6. Observability is no longer optional
If there was one technical topic that consistently came up in conversations, it was observability.
As platforms grow more complex and as AI introduces new operational demands, teams need better visibility across the stack. That includes applications, controllers, infrastructure, and shared services.
People are increasingly unwilling to accept dependencies they cannot understand. If a team is paged in the middle of the night, “we’re not sure why” is no longer an acceptable answer.
OpenTelemetry in particular stood out as a key part of the direction of travel. Teams are looking not only at how to collect telemetry, but how to do it cost-effectively and meaningfully. The challenge is not just gathering more data. It is collecting the right data, organising it well, and making it actionable.
Observability is no longer just an operational concern. It is foundational to trust, adoption, and the long-term success of internal platforms.
7. Day-two operations are the new frontier
One of the biggest engineering challenges we heard repeatedly was what happens after a platform has been adopted.
Templates and self-service creation flows are useful, but they are not enough. Many teams now find themselves with large numbers of deployed resources, services, and platform components that need to be updated, governed, and brought back under management.
That raises difficult questions:
How do we handle drift?
How do we upgrade shared capabilities without disruption?

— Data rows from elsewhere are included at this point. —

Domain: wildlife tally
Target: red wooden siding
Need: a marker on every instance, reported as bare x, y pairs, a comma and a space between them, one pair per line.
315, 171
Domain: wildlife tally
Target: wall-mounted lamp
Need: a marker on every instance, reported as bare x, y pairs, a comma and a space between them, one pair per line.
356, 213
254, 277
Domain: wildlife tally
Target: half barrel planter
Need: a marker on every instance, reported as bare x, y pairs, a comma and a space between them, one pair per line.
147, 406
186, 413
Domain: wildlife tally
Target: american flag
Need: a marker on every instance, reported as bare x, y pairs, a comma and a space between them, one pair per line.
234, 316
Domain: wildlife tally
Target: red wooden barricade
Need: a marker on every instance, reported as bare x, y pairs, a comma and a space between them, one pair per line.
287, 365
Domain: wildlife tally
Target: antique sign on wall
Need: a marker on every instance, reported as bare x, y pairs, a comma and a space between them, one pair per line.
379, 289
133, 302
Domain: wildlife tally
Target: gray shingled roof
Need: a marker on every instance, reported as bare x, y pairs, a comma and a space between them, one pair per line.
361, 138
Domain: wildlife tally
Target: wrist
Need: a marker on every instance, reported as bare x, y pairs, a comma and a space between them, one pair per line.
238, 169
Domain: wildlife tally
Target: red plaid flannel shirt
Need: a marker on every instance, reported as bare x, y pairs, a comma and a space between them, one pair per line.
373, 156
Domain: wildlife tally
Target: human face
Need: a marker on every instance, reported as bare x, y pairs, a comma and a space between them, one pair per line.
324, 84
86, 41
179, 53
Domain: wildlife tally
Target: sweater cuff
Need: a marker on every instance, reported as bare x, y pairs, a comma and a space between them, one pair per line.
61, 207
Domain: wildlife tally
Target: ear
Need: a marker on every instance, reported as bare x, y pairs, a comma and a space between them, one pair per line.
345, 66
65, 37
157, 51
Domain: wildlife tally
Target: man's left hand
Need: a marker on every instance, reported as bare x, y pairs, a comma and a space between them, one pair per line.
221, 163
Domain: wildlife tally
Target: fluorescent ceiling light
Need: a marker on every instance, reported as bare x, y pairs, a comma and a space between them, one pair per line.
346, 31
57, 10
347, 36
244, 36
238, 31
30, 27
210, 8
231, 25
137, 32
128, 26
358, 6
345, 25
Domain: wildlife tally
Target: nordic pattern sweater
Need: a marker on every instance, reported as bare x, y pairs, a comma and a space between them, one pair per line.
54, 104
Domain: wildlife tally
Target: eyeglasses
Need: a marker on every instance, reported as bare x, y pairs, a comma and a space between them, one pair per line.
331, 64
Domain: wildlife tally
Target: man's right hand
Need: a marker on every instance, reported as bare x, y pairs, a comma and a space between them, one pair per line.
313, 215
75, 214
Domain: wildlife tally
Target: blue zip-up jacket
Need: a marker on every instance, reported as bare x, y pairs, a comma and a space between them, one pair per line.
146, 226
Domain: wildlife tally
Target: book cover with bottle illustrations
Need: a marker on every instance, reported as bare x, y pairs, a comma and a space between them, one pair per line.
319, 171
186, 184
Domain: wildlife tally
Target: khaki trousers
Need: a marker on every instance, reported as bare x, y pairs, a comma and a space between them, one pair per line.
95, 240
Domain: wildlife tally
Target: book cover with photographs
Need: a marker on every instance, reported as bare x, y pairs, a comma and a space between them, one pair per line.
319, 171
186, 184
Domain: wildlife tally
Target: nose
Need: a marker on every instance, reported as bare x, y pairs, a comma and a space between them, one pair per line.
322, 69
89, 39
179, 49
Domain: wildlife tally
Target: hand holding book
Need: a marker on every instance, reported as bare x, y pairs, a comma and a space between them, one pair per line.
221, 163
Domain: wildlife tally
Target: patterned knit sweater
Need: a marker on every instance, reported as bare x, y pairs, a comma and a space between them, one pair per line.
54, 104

How do we move from one-time templating to ongoing lifecycle management?
How do we make sure platform consumers continue to benefit from improvements over time?
This is where ideas like declare-and-converge, GitOps, drift detection, automated remediation, and updatable service “chassis” start to matter more. The industry is moving from vending-machine thinking toward lifecycle thinking.
And that is a healthy sign. It means the discipline is maturing.
8. Community still matters, perhaps more than ever
For all the technical depth at KubeCon, one of the most important reminders was that the platform engineering journey is still just beginning for many teams.
During Abby’s keynote, a large portion of the audience identified themselves as first-time KubeCon attendees. That is a powerful signal that new people, new roles, and new perspectives are entering the space.
We also noticed a broader mix of attendees than in previous years. Product managers, for example, felt more at home at the event. That reflects the reality that platform engineering is not only for deeply specialised Kubernetes experts. It is becoming relevant across disciplines.
The good news is that there is already a huge amount of knowledge in the community: success stories, failure stories, hard-won lessons, and practical patterns. The challenge is helping people find and apply them.
That is why community participation matters. Sharing case studies, speaking at events, writing openly about what worked and what did not, and learning from others will continue to shape the next phase of platform engineering.
Final thoughts
KubeCon Atlanta reinforced something we at Syntasso care deeply about: platform engineering works best when it is treated as both a technical and a product discipline.
AI is raising the stakes. Scale is exposing bottlenecks. Observability is becoming essential. Day-two operations are moving to the centre of the conversation. And organisations are increasingly realising that internal platforms need more than tools. They need product thinking, contribution models, and strong fundamentals.
The journey is far from over. But the conversation is getting better. Teams are asking tougher questions now, and that is a good thing.